Trueblood agrees that puns are employed profusely in the Old Testament, “but it is obvious that most of Christ’s humor was of a deeper variety than this … Christ’s characteristic humor depends, for the most part, upon a combination of ideas rather than upon a combination of words. This is why the particular language, be it Aramaic [the language Christ spoke] or some other, makes no crucial difference.
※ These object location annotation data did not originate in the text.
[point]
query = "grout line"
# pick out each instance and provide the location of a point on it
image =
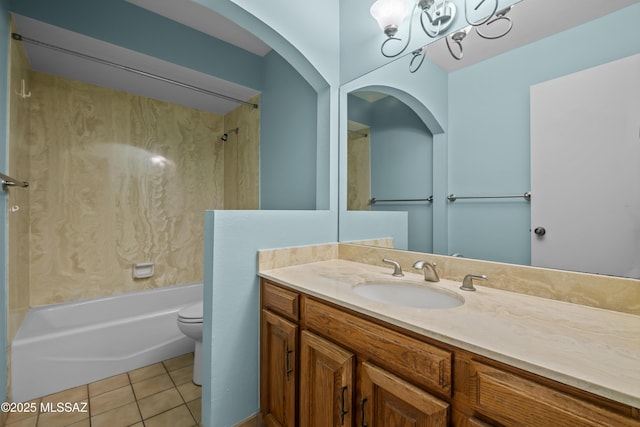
(133, 390)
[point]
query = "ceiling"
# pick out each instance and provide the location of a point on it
(533, 19)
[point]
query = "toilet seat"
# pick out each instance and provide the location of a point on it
(191, 313)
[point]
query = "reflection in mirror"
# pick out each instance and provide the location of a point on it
(389, 162)
(489, 126)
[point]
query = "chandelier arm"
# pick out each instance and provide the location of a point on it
(424, 28)
(458, 57)
(491, 15)
(399, 39)
(499, 18)
(418, 53)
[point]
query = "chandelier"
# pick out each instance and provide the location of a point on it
(436, 17)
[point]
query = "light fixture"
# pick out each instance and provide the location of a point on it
(436, 17)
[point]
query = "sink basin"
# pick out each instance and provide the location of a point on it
(407, 294)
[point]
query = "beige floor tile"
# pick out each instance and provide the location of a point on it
(108, 384)
(60, 419)
(159, 402)
(179, 362)
(84, 423)
(190, 391)
(72, 395)
(152, 385)
(22, 422)
(118, 417)
(177, 417)
(14, 417)
(195, 406)
(182, 375)
(111, 399)
(147, 372)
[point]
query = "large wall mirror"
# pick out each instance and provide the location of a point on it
(486, 148)
(390, 155)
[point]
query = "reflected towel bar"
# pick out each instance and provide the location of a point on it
(453, 197)
(373, 201)
(12, 182)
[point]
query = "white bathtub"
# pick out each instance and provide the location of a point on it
(60, 346)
The swallowing of the camel is funny in any language.”
It’s significant that Trueblood concedes that some biblical humor does not become apparent until a passage has been read many times. People skeptical of biblical humor might say that anything read over and over will begin to say what the reader wants it to say. A Trueblood example gives some reason for skepticism. He cites the parable of the Unjust Steward, in the book of Luke. In the parable, Jesus seems to praise a dishonest employee for being dishonest, and to advise total unscrupulousness for all, teachings very much at odds with the rest of His message. Trueblood cites many tortured interpretations of the parable, seeking to reconcile it with Christ’s other instructions. He concludes:
“There is one, and only one, hypothesis which cuts through all this nonsense of interpretation, with its labored efforts — the hypothesis that Jesus was joking.” In other words, if what He said is not what we think He should have said, we explain that He was joking. That’s an easy way out, like the writers of TV shows who plot their characters into a corner, and can extricate them only by declaring “It was all a dream!” Alternatively, maybe His statement was more than usually cryptic, and we just haven’t figured it out yet. Or maybe His teachings aren’t exactly what we think they are.
So, is there humor in the Bible? There is if you want there to be. I’d never noticed it before, but the fig tree story drew a snicker.